Klobuchar tells PEOPLE she felt "fortunate" to share that exchange with Jackson.

"She's as tough as nails. You can tell she can handle any question, any mean question, any probing question — she's been able to handle from my colleagues. But at the same time she has this humanity," the senator says. "I loved that moment because she was talking about what she carries on her shoulders and that's the hopes and dreams of people who couldn't attain what she is about to attain [but] that were as qualified."

Supreme Court Nominee Ketanji Brown Jackson Meets With Senators On Capitol Hill

Jackson wasn't the only one to become emotional during her testimony. Her surgeon husband, Dr. Patrick Jackson, and their daughters, Talia and Leila Jackson, have been in the audience along with Jackson's parents, Johnny and Ellery Brown, and her brother, Ketajh Brown.

During the hearings, the Browns appeared transfixed. Leila looked at her mom with visible pride; and Dr. Jackson was seen wiping tears away.

Not all of the moments were sentimental, however. Some Republicans on the committee asked pointed questions.

Klobuchar believes it is the role of members in the minority to "have an open mind," "be respectful" and "vet" nominees appointed by a president from the opposing party. But she also says senators are not necessarily out of line if they choose to discuss other topics or raise past grievances, which several did on the opening day of hearings.

"People can talk about what they want to talk about in these hearings," Klobuchar says. "You know, it's free speech."

With the slimmest majority possible in the Senate, Democrats could confirm Jackson without any Republican support as long as all 50 are present and vote in favor, with Vice President Kamala Harris breaking the tie — a scenario that is unprecedented in seating a Supreme Court justice.

While Democrats, including the president, are hopeful that some in the GOP will support Jackson's confirmation in a full Senate vote, this week's hearings also gave Republicans a chance to air grievances about past confirmation hearings as they pressed Jackson on her judicial and legal record as well as her personal beliefs.

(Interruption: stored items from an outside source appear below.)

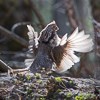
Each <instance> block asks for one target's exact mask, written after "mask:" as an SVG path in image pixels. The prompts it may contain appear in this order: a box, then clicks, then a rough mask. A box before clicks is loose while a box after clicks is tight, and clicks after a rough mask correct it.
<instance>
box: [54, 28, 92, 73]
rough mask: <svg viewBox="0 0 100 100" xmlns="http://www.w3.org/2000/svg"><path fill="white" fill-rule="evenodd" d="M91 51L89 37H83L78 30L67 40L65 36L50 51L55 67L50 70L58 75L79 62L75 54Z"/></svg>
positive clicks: (91, 45) (75, 30)
mask: <svg viewBox="0 0 100 100" xmlns="http://www.w3.org/2000/svg"><path fill="white" fill-rule="evenodd" d="M92 49H93V41H92V39H91V38H90V35H85V33H84V31H81V32H78V28H76V30H75V31H74V32H73V33H72V35H71V36H70V37H69V38H68V39H67V34H65V35H64V36H63V37H62V39H61V41H60V44H59V46H57V47H55V48H54V49H53V50H52V58H53V60H54V62H55V64H56V66H57V67H53V68H52V69H53V70H54V71H56V72H58V73H62V72H64V71H66V70H68V69H69V68H71V67H72V65H74V63H77V62H79V61H80V58H79V57H77V56H76V55H75V53H74V52H75V51H76V52H89V51H91V50H92Z"/></svg>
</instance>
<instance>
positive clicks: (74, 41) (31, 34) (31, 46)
mask: <svg viewBox="0 0 100 100" xmlns="http://www.w3.org/2000/svg"><path fill="white" fill-rule="evenodd" d="M27 27H28V30H29V32H28V36H29V49H30V50H33V53H34V55H35V58H34V61H33V63H32V64H31V66H30V71H32V72H34V71H37V70H38V69H41V68H42V67H45V68H48V67H51V69H52V70H53V71H55V72H57V73H62V72H65V71H66V70H68V69H70V68H71V67H72V65H74V63H77V62H79V61H80V59H79V57H77V56H76V55H75V52H82V53H85V52H89V51H91V50H92V49H93V41H92V39H91V38H90V35H89V34H87V35H86V34H85V33H84V31H81V32H78V28H76V29H75V31H74V32H73V33H72V34H71V36H70V37H68V38H67V34H65V35H64V36H63V37H62V38H60V37H59V36H58V35H57V31H58V29H59V28H58V27H57V25H56V23H55V21H53V22H51V23H49V24H48V25H47V26H46V27H45V28H44V29H43V30H42V31H41V32H40V34H38V33H37V32H35V31H34V28H33V27H32V26H31V25H27Z"/></svg>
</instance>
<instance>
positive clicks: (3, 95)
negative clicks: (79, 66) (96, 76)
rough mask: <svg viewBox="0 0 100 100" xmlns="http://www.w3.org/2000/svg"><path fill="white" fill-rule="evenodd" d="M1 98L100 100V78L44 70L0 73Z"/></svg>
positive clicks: (55, 99) (8, 99)
mask: <svg viewBox="0 0 100 100" xmlns="http://www.w3.org/2000/svg"><path fill="white" fill-rule="evenodd" d="M0 100H100V80H96V79H92V78H91V79H83V78H71V77H65V76H60V75H57V74H55V73H52V72H51V71H50V72H46V71H45V70H42V71H41V73H35V74H33V73H30V72H26V73H25V72H24V73H20V74H18V73H17V74H15V75H12V76H9V75H8V74H7V73H1V74H0Z"/></svg>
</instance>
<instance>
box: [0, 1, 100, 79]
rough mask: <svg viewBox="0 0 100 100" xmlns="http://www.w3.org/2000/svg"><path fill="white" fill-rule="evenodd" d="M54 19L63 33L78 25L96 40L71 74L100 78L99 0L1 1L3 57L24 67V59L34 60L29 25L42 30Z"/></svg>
mask: <svg viewBox="0 0 100 100" xmlns="http://www.w3.org/2000/svg"><path fill="white" fill-rule="evenodd" d="M52 20H55V21H56V23H57V25H58V27H59V28H60V30H59V31H58V34H59V35H61V36H62V35H64V34H65V33H72V32H73V30H74V29H75V28H76V27H79V29H80V30H82V29H84V30H85V32H86V34H90V35H91V37H92V39H93V40H94V50H93V51H92V52H90V53H88V54H79V55H80V56H81V61H80V63H78V64H76V65H75V66H74V67H72V68H71V69H70V70H69V73H68V75H70V76H74V77H89V78H91V77H93V78H97V79H100V23H99V22H100V0H0V59H1V60H3V61H4V62H5V63H6V64H8V65H9V66H11V67H12V68H23V67H25V64H24V63H23V62H24V60H25V59H29V58H30V59H31V57H30V56H29V55H27V50H28V37H27V31H28V30H27V27H26V25H27V24H32V25H33V27H34V28H35V30H36V31H38V32H40V30H41V29H43V28H44V26H45V25H46V24H48V23H49V22H51V21H52ZM69 35H70V34H69ZM2 71H6V68H5V67H4V66H2V63H1V62H0V72H2Z"/></svg>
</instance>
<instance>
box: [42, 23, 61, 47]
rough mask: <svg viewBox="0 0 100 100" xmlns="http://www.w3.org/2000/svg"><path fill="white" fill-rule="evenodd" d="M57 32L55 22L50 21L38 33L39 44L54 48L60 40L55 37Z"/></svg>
mask: <svg viewBox="0 0 100 100" xmlns="http://www.w3.org/2000/svg"><path fill="white" fill-rule="evenodd" d="M58 30H59V28H58V26H57V24H56V23H55V21H52V22H51V23H49V24H48V25H47V26H46V27H45V28H44V29H43V30H42V31H41V32H40V42H42V43H45V44H48V45H50V46H51V47H55V46H56V45H57V44H58V42H59V39H60V38H59V37H58V35H57V31H58Z"/></svg>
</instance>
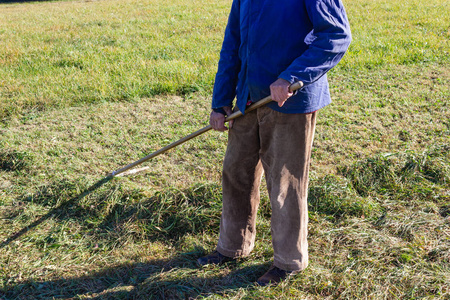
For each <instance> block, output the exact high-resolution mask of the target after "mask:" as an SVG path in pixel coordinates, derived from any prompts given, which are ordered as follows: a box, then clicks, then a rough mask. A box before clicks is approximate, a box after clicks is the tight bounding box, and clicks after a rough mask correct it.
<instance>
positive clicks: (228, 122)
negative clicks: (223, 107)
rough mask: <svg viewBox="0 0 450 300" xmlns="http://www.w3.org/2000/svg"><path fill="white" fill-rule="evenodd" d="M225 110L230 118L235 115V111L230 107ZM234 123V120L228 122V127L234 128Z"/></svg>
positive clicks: (227, 106)
mask: <svg viewBox="0 0 450 300" xmlns="http://www.w3.org/2000/svg"><path fill="white" fill-rule="evenodd" d="M223 110H224V111H225V112H226V113H227V116H228V117H229V116H231V114H233V110H232V109H231V107H229V106H225V107H224V108H223ZM233 123H234V120H230V121H228V127H229V128H232V127H233Z"/></svg>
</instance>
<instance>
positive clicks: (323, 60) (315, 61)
mask: <svg viewBox="0 0 450 300" xmlns="http://www.w3.org/2000/svg"><path fill="white" fill-rule="evenodd" d="M305 3H306V9H307V12H308V15H309V18H310V20H311V22H312V24H313V31H312V32H311V33H310V34H309V35H308V36H307V38H306V39H305V42H306V43H309V44H310V45H309V47H308V49H307V50H306V51H305V52H303V54H302V55H301V56H299V57H298V58H297V59H295V60H294V61H293V62H292V64H291V65H290V66H289V67H288V68H287V69H286V70H285V71H284V72H282V73H281V74H280V75H279V78H283V79H285V80H287V81H289V82H291V83H294V82H296V81H303V83H304V85H305V86H307V85H309V84H311V83H314V82H315V81H316V80H318V79H319V78H320V77H322V76H323V75H325V74H326V72H328V71H329V70H330V69H331V68H333V67H334V66H336V65H337V64H338V62H339V61H340V60H341V59H342V57H343V56H344V54H345V52H346V51H347V49H348V47H349V45H350V42H351V32H350V26H349V22H348V19H347V15H346V13H345V9H344V6H343V4H342V2H341V1H340V0H306V1H305Z"/></svg>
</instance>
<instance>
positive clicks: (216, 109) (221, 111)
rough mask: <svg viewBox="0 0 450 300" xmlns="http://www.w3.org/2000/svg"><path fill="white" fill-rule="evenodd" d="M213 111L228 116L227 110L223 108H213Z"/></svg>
mask: <svg viewBox="0 0 450 300" xmlns="http://www.w3.org/2000/svg"><path fill="white" fill-rule="evenodd" d="M212 110H213V112H216V113H220V114H222V115H224V116H226V115H227V112H226V111H225V109H224V108H223V107H219V108H213V109H212Z"/></svg>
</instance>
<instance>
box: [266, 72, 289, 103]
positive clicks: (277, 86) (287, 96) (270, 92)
mask: <svg viewBox="0 0 450 300" xmlns="http://www.w3.org/2000/svg"><path fill="white" fill-rule="evenodd" d="M290 85H291V83H290V82H289V81H287V80H284V79H282V78H278V79H277V81H275V82H274V83H272V84H271V85H270V97H271V98H272V100H273V101H275V102H278V106H279V107H282V106H283V104H284V102H286V100H287V99H288V98H289V97H291V96H292V95H293V93H292V92H290V91H289V86H290Z"/></svg>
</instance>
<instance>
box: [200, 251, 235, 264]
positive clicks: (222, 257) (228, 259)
mask: <svg viewBox="0 0 450 300" xmlns="http://www.w3.org/2000/svg"><path fill="white" fill-rule="evenodd" d="M233 260H235V259H234V258H232V257H228V256H225V255H222V254H220V253H219V251H217V250H216V251H214V252H213V253H211V254H209V255H206V256H203V257H200V258H199V259H197V263H198V265H199V266H206V265H210V264H212V265H222V264H224V263H226V262H229V261H233Z"/></svg>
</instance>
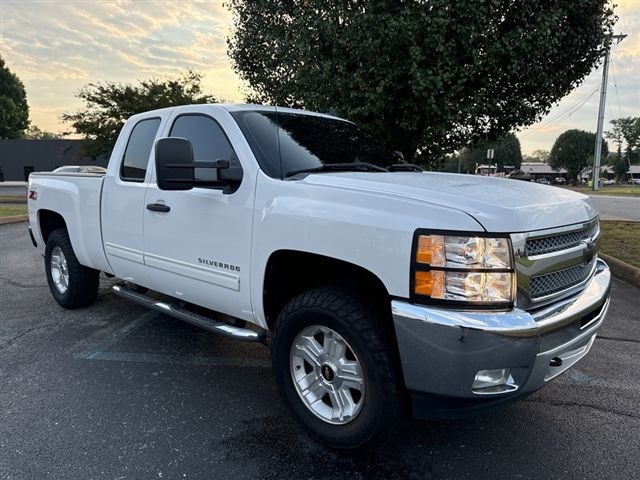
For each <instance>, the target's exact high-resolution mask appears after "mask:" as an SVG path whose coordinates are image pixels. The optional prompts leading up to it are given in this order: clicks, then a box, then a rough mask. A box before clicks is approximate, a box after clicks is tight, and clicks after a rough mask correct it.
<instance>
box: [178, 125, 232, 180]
mask: <svg viewBox="0 0 640 480" xmlns="http://www.w3.org/2000/svg"><path fill="white" fill-rule="evenodd" d="M169 135H170V136H171V137H181V138H186V139H187V140H189V141H191V145H192V146H193V160H194V161H195V162H215V161H216V160H228V161H229V166H230V167H240V162H239V161H238V157H236V154H235V152H234V151H233V147H231V143H229V140H228V139H227V136H226V135H225V133H224V131H223V130H222V128H221V127H220V125H218V122H216V121H215V120H214V119H213V118H211V117H208V116H206V115H182V116H180V117H178V118H176V121H175V122H173V126H172V127H171V133H170V134H169ZM194 175H195V178H196V180H217V175H216V170H215V169H213V168H196V169H195V172H194Z"/></svg>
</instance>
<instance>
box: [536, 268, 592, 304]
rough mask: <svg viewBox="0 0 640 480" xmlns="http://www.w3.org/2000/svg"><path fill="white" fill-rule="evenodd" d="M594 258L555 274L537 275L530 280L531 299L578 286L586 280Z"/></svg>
mask: <svg viewBox="0 0 640 480" xmlns="http://www.w3.org/2000/svg"><path fill="white" fill-rule="evenodd" d="M595 261H596V260H595V258H594V259H593V260H591V262H589V263H586V264H583V265H575V266H573V267H570V268H565V269H564V270H558V271H555V272H551V273H547V274H545V275H538V276H537V277H532V278H531V284H530V287H529V294H530V295H531V298H532V299H536V298H540V297H544V296H546V295H551V294H553V293H556V292H561V291H562V290H566V289H567V288H571V287H573V286H574V285H578V284H579V283H581V282H583V281H584V280H586V279H587V277H588V276H589V274H590V273H591V271H592V270H593V265H594V263H595Z"/></svg>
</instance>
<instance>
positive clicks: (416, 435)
mask: <svg viewBox="0 0 640 480" xmlns="http://www.w3.org/2000/svg"><path fill="white" fill-rule="evenodd" d="M112 283H113V281H110V280H107V279H103V280H102V286H101V289H100V294H99V298H98V300H97V302H96V303H95V305H93V306H92V307H90V308H87V309H82V310H76V311H65V310H63V309H62V308H60V307H59V306H58V305H57V304H56V303H55V302H54V300H53V298H52V297H51V294H50V292H49V290H48V287H47V283H46V279H45V275H44V269H43V260H42V258H41V257H40V256H39V254H38V253H37V251H36V250H35V249H33V248H32V246H31V244H30V241H29V238H28V235H27V231H26V225H25V224H13V225H4V226H0V478H2V479H5V480H10V479H19V480H25V479H26V480H30V479H37V480H40V479H46V478H55V479H83V480H88V479H111V480H115V479H119V480H125V479H158V478H166V479H228V478H233V479H237V480H239V479H244V478H261V479H289V478H291V479H305V480H306V479H316V480H320V479H345V478H348V479H378V478H379V479H385V480H387V479H404V478H409V479H419V478H425V479H432V478H440V479H442V478H474V479H476V478H494V479H499V478H517V479H552V478H553V479H555V478H557V479H573V478H575V479H591V478H593V479H602V478H612V479H627V478H628V479H637V478H640V454H639V452H640V411H639V407H640V315H639V314H638V312H639V311H640V291H639V290H637V289H635V288H633V287H631V286H629V285H628V284H625V283H622V282H619V281H614V284H613V292H612V302H611V308H610V310H609V315H608V318H607V321H606V324H605V326H604V327H603V329H602V330H601V334H600V335H599V339H598V340H597V341H596V342H595V344H594V346H593V349H592V351H591V352H590V354H589V355H588V356H587V357H586V358H584V359H583V360H582V361H581V362H580V363H579V364H578V365H577V368H572V369H571V370H569V371H568V372H567V373H565V374H564V375H562V376H560V377H559V378H558V379H556V380H554V381H553V382H551V383H550V384H549V385H547V387H545V388H544V389H543V390H541V391H540V392H538V393H536V394H534V395H533V396H531V397H529V398H528V399H526V400H524V401H521V402H519V403H517V404H515V405H513V406H511V407H509V408H507V409H505V410H502V411H499V412H495V413H493V414H491V415H487V416H482V417H477V418H473V419H467V420H463V421H448V422H437V423H426V422H408V423H407V425H405V426H404V428H403V429H401V430H400V431H399V432H398V434H397V438H395V439H393V440H392V441H390V442H388V443H384V444H380V445H378V446H376V447H375V448H371V449H369V450H366V451H355V452H336V451H332V450H329V449H327V448H324V447H323V446H321V445H319V444H317V443H316V442H314V441H313V440H311V439H310V438H309V437H307V436H306V435H305V433H304V432H303V431H301V429H300V428H299V427H298V426H297V424H296V423H295V421H294V420H293V419H292V418H291V417H290V415H289V414H288V413H287V411H286V409H285V407H284V405H283V403H282V401H281V400H280V398H279V397H278V395H277V392H276V387H275V384H274V379H273V375H272V372H271V369H270V366H269V353H268V350H267V349H266V348H265V347H263V346H261V345H253V344H243V343H237V342H234V341H232V340H227V339H223V338H221V337H217V336H215V335H213V334H210V333H208V332H204V331H202V330H198V329H197V328H195V327H191V326H190V325H187V324H184V323H181V322H179V321H177V320H174V319H172V318H169V317H166V316H163V315H162V314H159V313H154V312H149V311H147V310H145V309H144V308H142V307H140V306H137V305H134V304H131V303H128V302H127V301H126V300H124V299H121V298H118V297H116V296H114V295H113V294H112V293H111V292H110V289H109V287H110V285H111V284H112ZM425 372H428V366H425Z"/></svg>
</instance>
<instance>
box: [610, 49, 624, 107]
mask: <svg viewBox="0 0 640 480" xmlns="http://www.w3.org/2000/svg"><path fill="white" fill-rule="evenodd" d="M611 74H612V75H613V86H614V88H615V91H616V102H618V113H619V114H620V116H621V117H622V106H621V104H620V94H619V93H618V80H616V69H615V68H614V66H613V58H612V59H611Z"/></svg>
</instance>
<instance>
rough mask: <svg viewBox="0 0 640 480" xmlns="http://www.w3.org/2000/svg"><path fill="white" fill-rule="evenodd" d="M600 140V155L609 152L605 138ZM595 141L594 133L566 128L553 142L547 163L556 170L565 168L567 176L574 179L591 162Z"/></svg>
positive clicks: (594, 145)
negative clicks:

"Everyone can find things they don't like about the past. I don't like in the past the fact that on one hand Republicans held back putting a judge in and then they rammed through a judge right before the election," Klobuchar says, referring to President Barack Obama's derailed nominee Merrick Garland and President Donald Trump's final pick, Justice Amy Coney Barrett, respectively.

"I just don't think this is the moment to re-litigate the past because we have grievances, too," Klobuchar says, adding that the country is facing profound challenges as it emerges, albeit unevenly, from a pandemic and contends with Russia's ongoing invasion of Ukraine.

"That means listening respectfully to each other and not re-litigating everything from the past," she says, "because believe me we have stuff we're pretty mad about as well."

Judge Ketanji Brown Jackson and Sen. Amy Klobuchar

Despite the likelihood of Jackson's confirmation along (or mostly along) party lines, Klobuchar says "you always want to get as many votes as you can."

"I know she's not going to at all back down from trying to answer questions," she adds of Jackson. "She's never been resting on her laurels, and we aren't either."

When she met with Jackson on March 3 for a one-on-one before the hearings, Klobuchar found the judge "very engaging."

"We discussed kids," Klobuchar says. "We talked about what it's like being a mom and having to balance a high-profile job and that was a really great discussion. We talked about normal things you would talk about, but what was different for me with this process was that just it felt really personal … it was really nice."

One thing they did not discuss, she says, was the matching red jackets both wore at Tuesday's hearing.

Says Klobuchar with a laugh: "That was not planned!"